FV: What do you like best about your work?

KM: Fairmount has a deep connection and understanding of Philadelphia, a city that is full of creative organizations with big ideas. Being part of Fairmount, I get to see first-hand some really exciting initiatives that are happening in Philadelphia. Two that Fairmount works with and that stand out to me are Smith Memorial Playground and Playhouse in Fairmount Park, which is on its way to launching an urban nature preschool, and the Pennsylvania Horticultural Society, which continues to rethink how public green spaces can bring people together.

FV: You’re particularly active on a few boards in Philadelphia. Tell me about your role on those boards.

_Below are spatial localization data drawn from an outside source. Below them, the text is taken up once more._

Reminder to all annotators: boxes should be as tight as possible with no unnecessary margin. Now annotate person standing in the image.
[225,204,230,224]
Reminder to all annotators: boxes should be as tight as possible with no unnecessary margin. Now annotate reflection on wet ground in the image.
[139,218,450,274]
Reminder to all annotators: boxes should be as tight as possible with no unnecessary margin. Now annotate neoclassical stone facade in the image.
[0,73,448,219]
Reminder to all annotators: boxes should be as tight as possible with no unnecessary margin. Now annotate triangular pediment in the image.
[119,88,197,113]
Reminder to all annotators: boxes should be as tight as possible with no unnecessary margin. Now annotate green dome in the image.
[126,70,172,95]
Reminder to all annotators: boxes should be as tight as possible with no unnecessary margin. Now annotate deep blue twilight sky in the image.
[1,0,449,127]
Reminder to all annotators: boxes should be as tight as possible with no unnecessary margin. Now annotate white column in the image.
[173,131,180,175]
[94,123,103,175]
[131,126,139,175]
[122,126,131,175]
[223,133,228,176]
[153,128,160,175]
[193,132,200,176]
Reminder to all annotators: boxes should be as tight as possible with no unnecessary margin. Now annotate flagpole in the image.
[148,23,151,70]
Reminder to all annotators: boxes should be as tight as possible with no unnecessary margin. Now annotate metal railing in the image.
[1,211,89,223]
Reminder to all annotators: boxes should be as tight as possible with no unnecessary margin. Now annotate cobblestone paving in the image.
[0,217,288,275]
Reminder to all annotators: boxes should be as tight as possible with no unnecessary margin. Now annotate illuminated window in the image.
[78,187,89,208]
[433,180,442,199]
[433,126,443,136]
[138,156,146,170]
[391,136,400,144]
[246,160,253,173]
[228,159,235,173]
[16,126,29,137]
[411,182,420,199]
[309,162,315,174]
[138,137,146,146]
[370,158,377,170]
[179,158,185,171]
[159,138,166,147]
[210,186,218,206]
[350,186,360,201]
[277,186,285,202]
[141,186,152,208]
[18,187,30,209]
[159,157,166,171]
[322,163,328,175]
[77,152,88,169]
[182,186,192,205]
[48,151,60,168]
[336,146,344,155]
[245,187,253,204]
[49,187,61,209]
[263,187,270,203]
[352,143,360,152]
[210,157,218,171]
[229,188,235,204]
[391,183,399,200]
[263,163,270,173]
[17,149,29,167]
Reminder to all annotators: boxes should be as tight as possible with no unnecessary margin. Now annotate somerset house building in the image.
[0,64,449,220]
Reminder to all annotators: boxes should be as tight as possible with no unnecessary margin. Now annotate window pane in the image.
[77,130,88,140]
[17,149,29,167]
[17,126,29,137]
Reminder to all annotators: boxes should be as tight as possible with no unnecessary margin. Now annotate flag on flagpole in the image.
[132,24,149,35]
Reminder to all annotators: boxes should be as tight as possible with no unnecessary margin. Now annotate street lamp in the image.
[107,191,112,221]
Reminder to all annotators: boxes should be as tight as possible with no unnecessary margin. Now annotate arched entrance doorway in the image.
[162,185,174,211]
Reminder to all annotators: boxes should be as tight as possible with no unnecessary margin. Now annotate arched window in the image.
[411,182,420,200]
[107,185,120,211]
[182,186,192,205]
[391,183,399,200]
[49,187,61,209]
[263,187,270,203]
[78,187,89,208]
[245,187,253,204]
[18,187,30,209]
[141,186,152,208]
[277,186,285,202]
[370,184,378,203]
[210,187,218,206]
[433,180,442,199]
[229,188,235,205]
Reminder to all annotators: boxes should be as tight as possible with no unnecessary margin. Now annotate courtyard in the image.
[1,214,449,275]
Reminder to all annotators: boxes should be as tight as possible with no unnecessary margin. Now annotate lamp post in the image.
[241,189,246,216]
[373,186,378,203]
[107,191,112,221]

KM: I am serving currently on two Boards of organizations that do invaluable work to promote diversity and cross-cultural understanding in Philadelphia: Nationalities Services Center (NSC) and the Philadelphia Area Peace Corps Association (PAPCA).

NSC has been welcoming immigrants and refugees to Philadelphia for 95 years, and I’m proud of the role it has played in promoting and embracing the value that diversity brings to this city. I serve on the Development Committee, helping the organization think through major donor cultivation, plan for fundraising events, and attract younger supporters.

This is my second year serving as President of PAPCA, an all-volunteer chapter of the National Peace Corps Association. PAPCA strives to cultivate a community of Returned Peace Corps Volunteers in Philadelphia who advance the Peace Corps’ legacy of service, global citizenship, and cross-cultural understanding.

FV: What are some of your favorite things to do in Philadelphia?

KM: Eat! I love to eat my way through the city—from the tiny corner stores selling tamales or banana sticky rice to the most widely known restaurants in the city. When I’m not eating (or if I’ve grabbed my food to go), I spend my time wandering the city on foot, exploring Philadelphia’s neighborhoods.